[OpenIndiana-discuss] ZFS; what the manuals don't say ...

Tue Oct 23 13:41:31 UTC 2012

On 10/23/2012 8:29 AM, Robin Axelsson wrote:
> Hi,
> I've been using zfs for a while but still there are some questions 
> that have remained unanswered even after reading the documentation so 
> I thought I would ask them here.
>
> I have learned that zfs datasets can be expanded by adding vdevs. Say 
> that you have created say a raidz3 pool named "mypool" with the command
> # zpool create mypool raidz3 disk1 disk2 disk3 ... disk8
>
> you can expand the capacity by adding vdevs to it through the command
>
> # zpool add mypool raidz3 disk9 disk10 ... disk16
>
> The vdev that is added doesn't need to have the same raid/mirror 
> configuration or disk geometry, if I understand correctly. It will 
> merely be dynamically concatenated with the old storage pool. The 
> documentations says that it will be "striped" but it is not so clear 
> what that means if data is already stored in the old vdevs of the pool.
>
> Unanswered questions:
>
> * What determines _where_ the data will be stored on a such a pool? 
> Will it fill up the old vdev(s) before moving on to the new one or 
> will the data be distributed evenly?
> * If the old pool is almost full, an even distribution will be 
> impossible, unless zpool rearranges/relocates data upon adding the 
> vdev. Is that what will happen upon adding a vdev?
> * Can the individual vdevs be read independently/separately?
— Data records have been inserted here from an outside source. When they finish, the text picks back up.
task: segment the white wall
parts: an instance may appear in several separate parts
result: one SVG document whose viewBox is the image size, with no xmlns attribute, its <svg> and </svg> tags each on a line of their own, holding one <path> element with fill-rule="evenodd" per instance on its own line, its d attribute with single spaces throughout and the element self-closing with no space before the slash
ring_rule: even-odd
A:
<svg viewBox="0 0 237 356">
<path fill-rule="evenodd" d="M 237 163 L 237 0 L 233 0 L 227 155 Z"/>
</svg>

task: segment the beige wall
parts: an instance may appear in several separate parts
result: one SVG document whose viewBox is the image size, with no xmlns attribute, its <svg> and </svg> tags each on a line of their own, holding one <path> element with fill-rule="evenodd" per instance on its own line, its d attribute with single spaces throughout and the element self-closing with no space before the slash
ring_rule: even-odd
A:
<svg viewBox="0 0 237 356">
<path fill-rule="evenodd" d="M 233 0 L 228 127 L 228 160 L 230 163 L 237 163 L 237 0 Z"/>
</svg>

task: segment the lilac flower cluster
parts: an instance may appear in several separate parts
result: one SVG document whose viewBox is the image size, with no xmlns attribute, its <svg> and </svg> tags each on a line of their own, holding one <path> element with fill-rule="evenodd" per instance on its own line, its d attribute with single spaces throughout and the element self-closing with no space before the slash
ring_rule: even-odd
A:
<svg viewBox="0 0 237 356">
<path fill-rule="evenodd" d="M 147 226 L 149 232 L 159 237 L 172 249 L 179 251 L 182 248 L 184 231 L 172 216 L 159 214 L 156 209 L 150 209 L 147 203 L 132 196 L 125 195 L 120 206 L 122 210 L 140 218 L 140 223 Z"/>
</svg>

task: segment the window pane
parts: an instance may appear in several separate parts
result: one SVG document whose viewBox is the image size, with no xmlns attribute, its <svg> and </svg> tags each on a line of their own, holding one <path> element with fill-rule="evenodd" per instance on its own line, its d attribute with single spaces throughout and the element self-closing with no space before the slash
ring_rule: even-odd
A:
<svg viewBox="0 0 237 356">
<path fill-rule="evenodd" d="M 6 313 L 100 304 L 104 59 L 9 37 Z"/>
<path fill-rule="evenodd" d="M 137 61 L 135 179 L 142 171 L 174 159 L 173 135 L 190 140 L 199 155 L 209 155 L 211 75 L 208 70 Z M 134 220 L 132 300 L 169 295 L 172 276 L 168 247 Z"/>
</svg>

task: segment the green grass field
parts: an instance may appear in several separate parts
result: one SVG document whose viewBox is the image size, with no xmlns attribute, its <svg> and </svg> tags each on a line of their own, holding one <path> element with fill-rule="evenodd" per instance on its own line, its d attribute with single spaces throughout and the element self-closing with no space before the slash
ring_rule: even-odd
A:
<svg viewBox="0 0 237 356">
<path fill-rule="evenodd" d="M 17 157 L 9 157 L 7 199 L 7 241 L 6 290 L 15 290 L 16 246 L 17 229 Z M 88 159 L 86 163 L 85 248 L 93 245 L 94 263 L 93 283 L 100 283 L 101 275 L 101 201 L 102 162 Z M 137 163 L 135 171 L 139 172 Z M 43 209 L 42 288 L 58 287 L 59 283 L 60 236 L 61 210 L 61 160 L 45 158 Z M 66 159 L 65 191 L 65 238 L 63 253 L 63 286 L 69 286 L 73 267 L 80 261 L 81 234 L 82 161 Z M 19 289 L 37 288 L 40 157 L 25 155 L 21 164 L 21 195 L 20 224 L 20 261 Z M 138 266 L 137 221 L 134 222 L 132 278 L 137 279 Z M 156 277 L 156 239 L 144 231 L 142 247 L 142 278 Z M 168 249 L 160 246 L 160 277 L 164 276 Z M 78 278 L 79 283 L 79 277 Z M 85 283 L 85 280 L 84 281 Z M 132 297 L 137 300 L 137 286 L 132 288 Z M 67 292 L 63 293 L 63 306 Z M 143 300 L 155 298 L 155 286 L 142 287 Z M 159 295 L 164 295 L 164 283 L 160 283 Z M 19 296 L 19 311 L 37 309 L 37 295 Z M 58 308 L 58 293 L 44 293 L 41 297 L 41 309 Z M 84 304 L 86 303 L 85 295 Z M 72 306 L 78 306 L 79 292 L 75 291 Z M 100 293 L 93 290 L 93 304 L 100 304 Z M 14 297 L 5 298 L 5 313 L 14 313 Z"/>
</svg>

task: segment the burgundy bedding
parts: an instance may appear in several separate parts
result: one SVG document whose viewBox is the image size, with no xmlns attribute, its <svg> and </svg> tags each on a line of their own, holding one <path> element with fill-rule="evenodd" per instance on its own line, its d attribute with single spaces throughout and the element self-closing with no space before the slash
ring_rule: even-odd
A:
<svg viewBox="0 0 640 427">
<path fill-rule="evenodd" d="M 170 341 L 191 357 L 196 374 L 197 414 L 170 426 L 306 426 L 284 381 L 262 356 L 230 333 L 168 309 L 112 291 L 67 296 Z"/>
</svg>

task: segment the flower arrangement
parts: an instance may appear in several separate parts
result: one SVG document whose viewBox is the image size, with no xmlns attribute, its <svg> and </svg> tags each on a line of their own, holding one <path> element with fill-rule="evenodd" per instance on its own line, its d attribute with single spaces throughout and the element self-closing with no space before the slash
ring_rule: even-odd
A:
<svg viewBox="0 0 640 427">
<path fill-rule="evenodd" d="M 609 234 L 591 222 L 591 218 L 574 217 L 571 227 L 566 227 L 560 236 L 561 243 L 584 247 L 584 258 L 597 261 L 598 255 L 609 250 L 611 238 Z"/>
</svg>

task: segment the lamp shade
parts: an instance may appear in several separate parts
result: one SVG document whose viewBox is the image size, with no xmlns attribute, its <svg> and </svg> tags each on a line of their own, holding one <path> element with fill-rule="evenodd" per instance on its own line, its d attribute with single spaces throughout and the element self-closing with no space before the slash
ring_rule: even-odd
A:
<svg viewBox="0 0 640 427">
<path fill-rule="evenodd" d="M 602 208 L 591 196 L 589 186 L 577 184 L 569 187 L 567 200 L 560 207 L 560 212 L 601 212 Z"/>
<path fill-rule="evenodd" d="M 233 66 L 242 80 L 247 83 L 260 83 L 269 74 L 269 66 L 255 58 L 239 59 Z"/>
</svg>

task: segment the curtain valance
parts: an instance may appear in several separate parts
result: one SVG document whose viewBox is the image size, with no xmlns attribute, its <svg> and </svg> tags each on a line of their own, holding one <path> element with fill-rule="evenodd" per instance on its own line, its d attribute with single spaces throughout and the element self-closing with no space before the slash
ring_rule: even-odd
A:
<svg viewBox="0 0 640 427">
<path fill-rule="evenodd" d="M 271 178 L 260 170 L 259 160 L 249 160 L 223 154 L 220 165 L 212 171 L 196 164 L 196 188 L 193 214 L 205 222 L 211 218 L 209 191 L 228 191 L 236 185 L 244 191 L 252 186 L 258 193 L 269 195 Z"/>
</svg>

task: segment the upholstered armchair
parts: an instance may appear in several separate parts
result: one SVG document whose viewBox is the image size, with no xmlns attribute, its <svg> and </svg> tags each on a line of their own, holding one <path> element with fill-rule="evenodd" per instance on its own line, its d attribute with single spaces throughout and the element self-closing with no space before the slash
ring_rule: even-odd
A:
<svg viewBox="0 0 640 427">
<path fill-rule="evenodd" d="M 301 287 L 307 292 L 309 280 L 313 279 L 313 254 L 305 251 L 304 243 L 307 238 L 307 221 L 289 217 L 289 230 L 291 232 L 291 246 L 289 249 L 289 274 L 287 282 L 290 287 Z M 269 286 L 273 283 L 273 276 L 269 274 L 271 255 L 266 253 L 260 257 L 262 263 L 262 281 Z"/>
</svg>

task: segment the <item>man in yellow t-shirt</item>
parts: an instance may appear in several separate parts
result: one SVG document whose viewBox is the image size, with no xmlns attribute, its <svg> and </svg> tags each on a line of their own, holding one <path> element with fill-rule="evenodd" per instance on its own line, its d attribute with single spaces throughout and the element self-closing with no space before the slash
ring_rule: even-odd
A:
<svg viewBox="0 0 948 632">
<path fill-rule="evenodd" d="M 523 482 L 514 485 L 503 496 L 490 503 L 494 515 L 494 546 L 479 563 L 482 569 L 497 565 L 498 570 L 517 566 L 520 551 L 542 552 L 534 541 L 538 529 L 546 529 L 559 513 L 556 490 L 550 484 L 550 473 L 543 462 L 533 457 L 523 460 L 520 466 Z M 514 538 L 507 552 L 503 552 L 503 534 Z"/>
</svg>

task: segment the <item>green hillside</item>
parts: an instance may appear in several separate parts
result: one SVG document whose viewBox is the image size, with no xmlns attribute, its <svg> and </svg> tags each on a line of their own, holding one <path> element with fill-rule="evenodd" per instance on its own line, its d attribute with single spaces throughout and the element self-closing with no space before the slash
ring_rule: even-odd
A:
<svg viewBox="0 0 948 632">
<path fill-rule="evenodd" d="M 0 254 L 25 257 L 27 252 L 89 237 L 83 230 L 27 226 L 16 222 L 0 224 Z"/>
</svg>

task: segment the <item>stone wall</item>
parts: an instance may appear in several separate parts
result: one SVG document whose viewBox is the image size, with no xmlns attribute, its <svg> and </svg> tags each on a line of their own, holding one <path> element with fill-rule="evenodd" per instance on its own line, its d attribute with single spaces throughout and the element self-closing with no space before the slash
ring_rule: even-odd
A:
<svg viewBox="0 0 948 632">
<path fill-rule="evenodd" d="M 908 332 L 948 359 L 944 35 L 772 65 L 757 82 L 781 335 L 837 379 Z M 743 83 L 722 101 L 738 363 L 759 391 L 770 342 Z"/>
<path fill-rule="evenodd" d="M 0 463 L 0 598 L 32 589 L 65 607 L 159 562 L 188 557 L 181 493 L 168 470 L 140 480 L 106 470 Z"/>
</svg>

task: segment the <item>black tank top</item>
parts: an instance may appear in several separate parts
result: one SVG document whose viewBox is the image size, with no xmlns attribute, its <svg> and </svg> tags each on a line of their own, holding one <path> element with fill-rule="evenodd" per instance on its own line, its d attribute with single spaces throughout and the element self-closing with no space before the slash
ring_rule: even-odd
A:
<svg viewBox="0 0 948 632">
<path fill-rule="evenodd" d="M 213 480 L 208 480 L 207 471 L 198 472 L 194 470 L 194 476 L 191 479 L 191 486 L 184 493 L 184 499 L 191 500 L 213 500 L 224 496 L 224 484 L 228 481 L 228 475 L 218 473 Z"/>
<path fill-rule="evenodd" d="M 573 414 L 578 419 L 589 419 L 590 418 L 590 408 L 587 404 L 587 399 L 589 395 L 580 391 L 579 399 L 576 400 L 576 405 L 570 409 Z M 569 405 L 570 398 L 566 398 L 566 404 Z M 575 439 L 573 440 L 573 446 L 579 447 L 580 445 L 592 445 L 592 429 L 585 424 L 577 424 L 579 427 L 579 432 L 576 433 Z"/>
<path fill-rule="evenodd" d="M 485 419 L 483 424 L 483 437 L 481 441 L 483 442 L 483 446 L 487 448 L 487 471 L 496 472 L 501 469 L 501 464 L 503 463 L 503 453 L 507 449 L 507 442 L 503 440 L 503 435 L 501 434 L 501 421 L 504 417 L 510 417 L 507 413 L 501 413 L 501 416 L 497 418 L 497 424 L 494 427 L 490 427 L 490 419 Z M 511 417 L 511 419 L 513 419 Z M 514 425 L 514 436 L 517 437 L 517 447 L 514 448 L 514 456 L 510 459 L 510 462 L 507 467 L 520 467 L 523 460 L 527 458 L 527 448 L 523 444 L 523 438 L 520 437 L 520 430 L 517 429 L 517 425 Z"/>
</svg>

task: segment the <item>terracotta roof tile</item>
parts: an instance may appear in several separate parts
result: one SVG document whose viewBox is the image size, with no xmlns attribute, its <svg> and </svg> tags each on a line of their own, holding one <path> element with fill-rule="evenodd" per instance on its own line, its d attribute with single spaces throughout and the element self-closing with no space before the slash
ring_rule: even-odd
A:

If say 
> the newly added vdev faults, will the entire pool be unreadable or 
> will I still be able to access the old data? What if I took a snapshot 
> before adding the new vdev?
>
> * Can several datasets be mounted to the same mount point, i.e. can 
> multiple "file system"-datasets be mounted so that they (the root of 
> them) are all accessed from exactly the same (POSIX) path and 
> subdirectories with coinciding names will be merged? The purpose of 
> this would be to seamlessly expand storage capacity this way just like 
> when adding vdevs to a pool.
> * If that's the case how will the data be distributed/allocated over 
> the datasets if I copy a data file to that path?
>
> Kind regards
> Robin.

*) yes, you can dynamically add more disks and zfs will just start using 
them.
*) zfs stripes across all vdevs evenly, as it can.
*) as your old vdev gets full, zfs will only allocate blocks to the 
newer, less full vdev
*) since it's a stripe across vdevs (and they should all be raidz2 or 
better!) if one vdev fails, your filesystem will be unavailable. They 
are not independent unless you put them in a separate pool.
*) you cannot have overlapping /mixed filesystems at exactly the same 
place, however it is perfectly possible to have e.g. /export be on 
rootpool, /export/mystuff on zpool1 and /export/mystuff/morestuff be on 
zpool2.

The unasked question is "If I wanted the vdevs to be equally balanced, 
could I?". The answers is a qualified yes. What you would need to do is 
reopen every single file, buffer it to memory, then write every block 
out again. We did this operation once. It means that all vdevs will 
roughly have the same block allocation when you are done.